Ils étaient les enfants de D'Annunzio, de Barrès, de Marinetti et de T. E. Lawrence. Ils avaient le goût de l'utopie, le culte de la jeunesse et celui de la belle mort. Ils se nommaient René Crevel, Klaus Mann, W. H. Auden, ou Lauro de Bosis. Trop jeunes pour avoir connu l'épreuve des tranchées et hantés par le sentiment d'avoir manqué la grande occasion de leur vie, ils ont espéré rendre leur existence "inimitable".
A ces poètes guerriers dans l'âme en mal d'héroïsme, l'ère des totalitarismes montants a offert une chance inespérée de se faire entendre. La guerre d'Espagne a été leur moment. Ils ont succombé à la tentation marxiste ou fasciste, ils sont tombés les armes à la main, aux commandes d'un avion ou d'une balle dans la tempe, ils ont glissé parfois vers l'autodestruction : nulle cohérence idéologique n'unifie leur groupe, mais la rupture avec le monde des pères, la révolte des sens, la tentation de l'absolu.

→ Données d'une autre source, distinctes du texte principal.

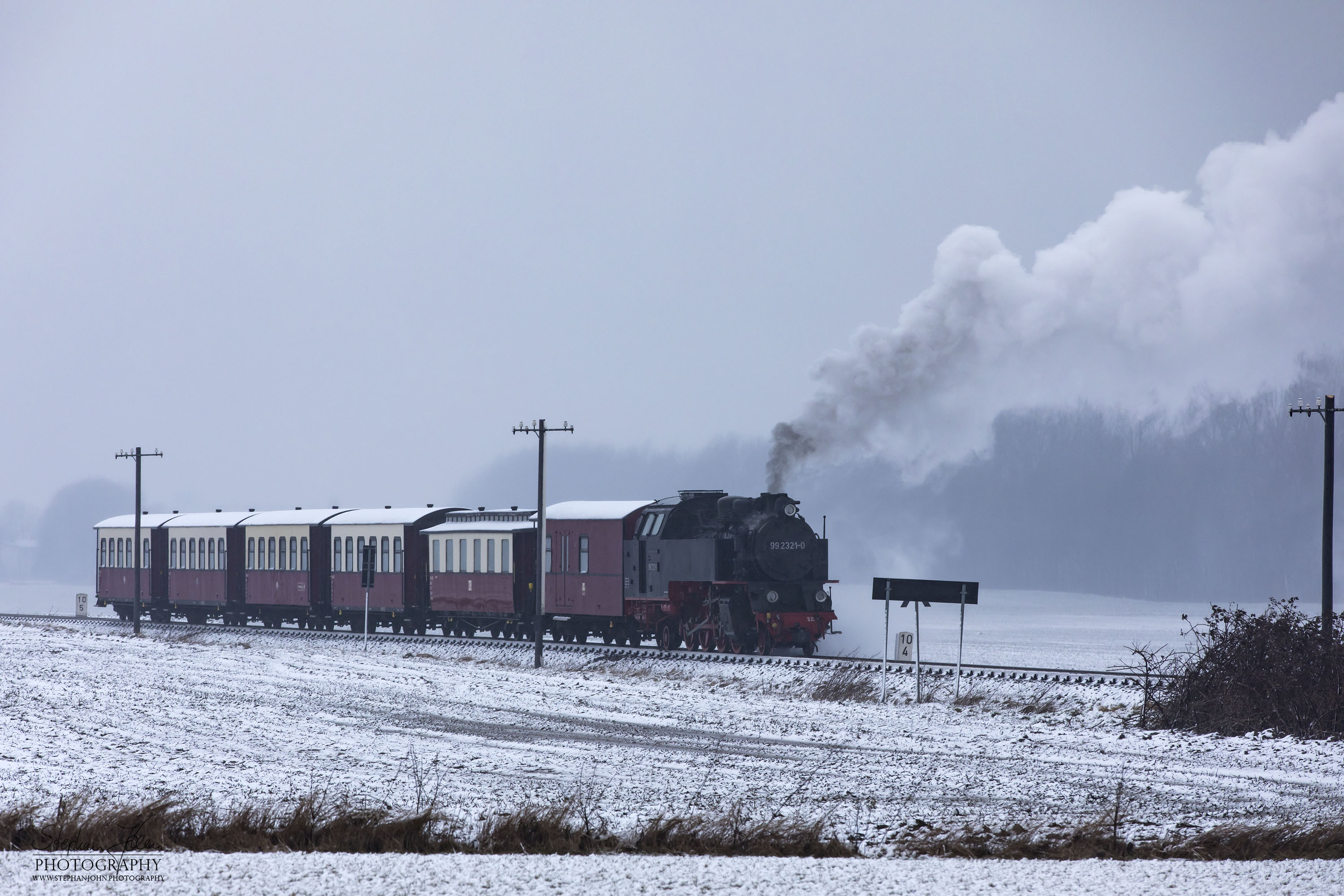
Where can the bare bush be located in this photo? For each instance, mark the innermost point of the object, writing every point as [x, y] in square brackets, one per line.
[1249, 673]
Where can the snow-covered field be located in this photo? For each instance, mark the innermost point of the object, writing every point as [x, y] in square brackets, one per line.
[47, 598]
[1021, 628]
[318, 875]
[236, 716]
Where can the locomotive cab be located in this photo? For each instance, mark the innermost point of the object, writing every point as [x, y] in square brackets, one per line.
[729, 573]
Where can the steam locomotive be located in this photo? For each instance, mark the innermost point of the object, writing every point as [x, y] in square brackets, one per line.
[706, 570]
[721, 571]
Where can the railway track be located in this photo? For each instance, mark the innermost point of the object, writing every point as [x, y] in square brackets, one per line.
[936, 669]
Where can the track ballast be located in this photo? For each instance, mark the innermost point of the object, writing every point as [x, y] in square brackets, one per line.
[937, 669]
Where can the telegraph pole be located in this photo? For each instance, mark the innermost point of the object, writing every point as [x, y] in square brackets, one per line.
[541, 429]
[1327, 509]
[138, 456]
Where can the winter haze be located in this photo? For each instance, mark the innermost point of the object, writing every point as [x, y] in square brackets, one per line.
[1015, 293]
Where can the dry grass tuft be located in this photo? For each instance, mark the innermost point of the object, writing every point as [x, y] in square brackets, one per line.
[311, 825]
[847, 681]
[566, 828]
[737, 835]
[1098, 840]
[318, 824]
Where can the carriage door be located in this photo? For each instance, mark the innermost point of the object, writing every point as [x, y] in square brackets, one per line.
[644, 566]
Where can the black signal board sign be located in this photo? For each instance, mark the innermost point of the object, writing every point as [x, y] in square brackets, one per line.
[926, 590]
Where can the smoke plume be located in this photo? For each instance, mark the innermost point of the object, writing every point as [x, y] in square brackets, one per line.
[1159, 310]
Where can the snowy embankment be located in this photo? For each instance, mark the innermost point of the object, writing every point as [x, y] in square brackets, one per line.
[240, 716]
[319, 875]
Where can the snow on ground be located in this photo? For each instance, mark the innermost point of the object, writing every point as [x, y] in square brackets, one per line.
[237, 716]
[47, 598]
[319, 875]
[1021, 628]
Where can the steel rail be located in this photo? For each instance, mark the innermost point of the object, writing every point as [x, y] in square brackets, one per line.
[1014, 673]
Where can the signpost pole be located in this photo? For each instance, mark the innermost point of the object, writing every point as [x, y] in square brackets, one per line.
[138, 457]
[961, 638]
[886, 644]
[918, 671]
[541, 429]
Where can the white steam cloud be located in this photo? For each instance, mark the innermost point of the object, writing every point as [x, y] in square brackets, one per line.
[1159, 308]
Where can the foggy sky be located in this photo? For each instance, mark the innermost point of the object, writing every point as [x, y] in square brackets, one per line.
[331, 253]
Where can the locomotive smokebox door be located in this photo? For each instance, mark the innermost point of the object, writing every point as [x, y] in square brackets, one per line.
[784, 548]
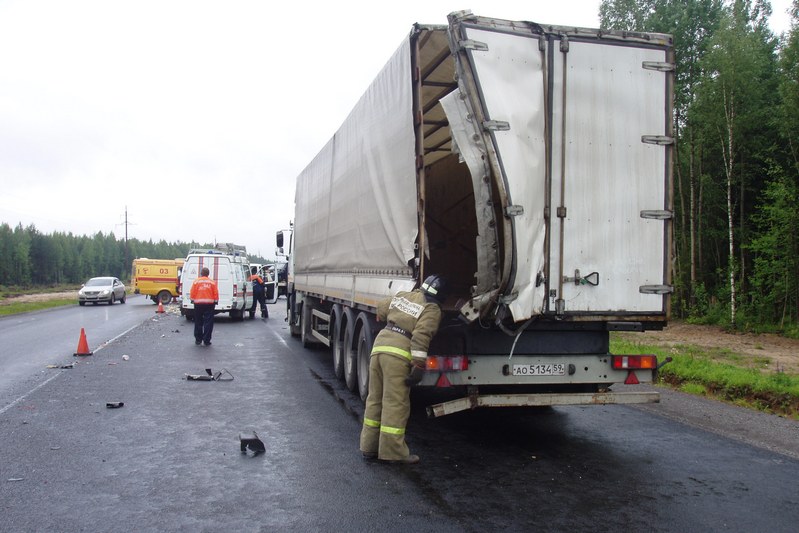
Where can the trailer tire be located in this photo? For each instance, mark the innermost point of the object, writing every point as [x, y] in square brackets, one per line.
[366, 340]
[338, 320]
[350, 356]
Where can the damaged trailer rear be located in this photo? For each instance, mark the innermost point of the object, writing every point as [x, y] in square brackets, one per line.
[530, 165]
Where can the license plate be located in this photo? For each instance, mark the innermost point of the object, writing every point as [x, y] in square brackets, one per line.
[556, 369]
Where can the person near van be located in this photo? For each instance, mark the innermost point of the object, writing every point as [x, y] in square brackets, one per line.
[204, 295]
[399, 355]
[258, 293]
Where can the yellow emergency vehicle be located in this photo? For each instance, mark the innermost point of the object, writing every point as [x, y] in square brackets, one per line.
[157, 278]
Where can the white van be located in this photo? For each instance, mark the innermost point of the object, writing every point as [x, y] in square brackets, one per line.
[229, 267]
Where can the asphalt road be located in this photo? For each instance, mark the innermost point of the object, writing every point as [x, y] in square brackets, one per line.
[170, 459]
[31, 341]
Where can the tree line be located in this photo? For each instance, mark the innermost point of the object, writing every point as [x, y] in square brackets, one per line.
[736, 164]
[31, 258]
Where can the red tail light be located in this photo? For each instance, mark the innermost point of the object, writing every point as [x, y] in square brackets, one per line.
[449, 363]
[625, 362]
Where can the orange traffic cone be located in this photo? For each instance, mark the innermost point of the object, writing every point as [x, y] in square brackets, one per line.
[83, 346]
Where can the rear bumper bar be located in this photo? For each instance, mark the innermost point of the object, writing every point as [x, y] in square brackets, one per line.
[530, 400]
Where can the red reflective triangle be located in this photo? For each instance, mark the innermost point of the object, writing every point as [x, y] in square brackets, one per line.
[632, 379]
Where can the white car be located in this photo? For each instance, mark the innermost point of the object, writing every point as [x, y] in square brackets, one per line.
[106, 289]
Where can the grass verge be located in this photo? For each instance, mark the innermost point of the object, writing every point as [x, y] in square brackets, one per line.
[24, 307]
[724, 375]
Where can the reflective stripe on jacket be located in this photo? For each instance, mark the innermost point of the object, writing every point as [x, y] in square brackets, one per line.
[204, 291]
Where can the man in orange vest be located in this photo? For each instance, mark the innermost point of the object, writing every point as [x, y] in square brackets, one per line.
[258, 294]
[204, 295]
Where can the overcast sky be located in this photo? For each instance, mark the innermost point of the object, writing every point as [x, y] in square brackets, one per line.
[194, 115]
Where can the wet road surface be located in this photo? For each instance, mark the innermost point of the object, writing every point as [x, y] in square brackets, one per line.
[169, 459]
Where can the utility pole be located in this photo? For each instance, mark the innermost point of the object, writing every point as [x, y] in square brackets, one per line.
[127, 264]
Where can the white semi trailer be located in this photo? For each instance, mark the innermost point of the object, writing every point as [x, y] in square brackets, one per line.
[528, 164]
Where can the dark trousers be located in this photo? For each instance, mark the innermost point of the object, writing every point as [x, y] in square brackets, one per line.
[259, 297]
[203, 322]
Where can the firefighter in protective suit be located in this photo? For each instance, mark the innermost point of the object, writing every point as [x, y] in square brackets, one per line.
[412, 321]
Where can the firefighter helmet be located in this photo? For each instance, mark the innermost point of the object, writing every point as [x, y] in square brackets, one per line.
[433, 286]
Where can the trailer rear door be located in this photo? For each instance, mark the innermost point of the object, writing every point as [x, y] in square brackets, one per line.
[579, 122]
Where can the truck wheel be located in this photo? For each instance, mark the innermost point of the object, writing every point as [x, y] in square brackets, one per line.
[339, 319]
[364, 352]
[350, 357]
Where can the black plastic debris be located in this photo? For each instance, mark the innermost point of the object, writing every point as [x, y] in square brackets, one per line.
[250, 441]
[210, 376]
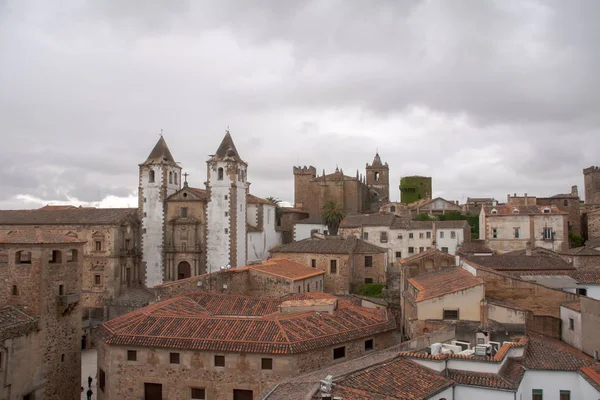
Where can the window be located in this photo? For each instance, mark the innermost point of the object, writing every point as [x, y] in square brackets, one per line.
[131, 355]
[266, 363]
[219, 361]
[451, 314]
[383, 237]
[198, 394]
[101, 379]
[339, 352]
[333, 266]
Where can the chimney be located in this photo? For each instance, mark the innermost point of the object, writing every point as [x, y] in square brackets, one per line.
[528, 248]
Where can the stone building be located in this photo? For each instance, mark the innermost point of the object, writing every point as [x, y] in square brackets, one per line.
[348, 263]
[110, 259]
[507, 228]
[188, 231]
[415, 188]
[351, 194]
[210, 346]
[40, 315]
[402, 237]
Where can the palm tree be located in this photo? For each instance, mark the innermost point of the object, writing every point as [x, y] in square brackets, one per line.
[278, 209]
[332, 216]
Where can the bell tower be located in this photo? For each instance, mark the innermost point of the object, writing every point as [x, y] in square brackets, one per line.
[159, 177]
[226, 188]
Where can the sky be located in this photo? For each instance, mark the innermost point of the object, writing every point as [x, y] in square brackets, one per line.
[487, 97]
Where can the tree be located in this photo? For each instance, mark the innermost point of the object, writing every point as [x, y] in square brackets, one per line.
[332, 216]
[278, 209]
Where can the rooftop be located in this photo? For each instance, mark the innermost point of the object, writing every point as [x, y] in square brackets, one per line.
[350, 245]
[217, 322]
[444, 282]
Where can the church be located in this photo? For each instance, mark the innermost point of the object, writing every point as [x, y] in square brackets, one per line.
[189, 231]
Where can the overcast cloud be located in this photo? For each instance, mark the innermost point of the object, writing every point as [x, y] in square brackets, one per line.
[487, 97]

C'est tout l'esprit de cette jeunesse que fait revivre ici Maurizio Serra, et la richesse ses paradoxes.
Ecrivain et diplomate, Maurizio Serra est l'auteur de nombreux essais, parmi lesquels Les frères séparés : Drieu La Rochelle, Aragon, Malraux face à l'histoire (La Table ronde, La petite Vermillon, 2011) et de deux biographies Malaparte, vies et légendes (Grasset, prix Goncourt de la biographie, 2011) et Italo Svevo ou l'antivie (Grasset, 2013).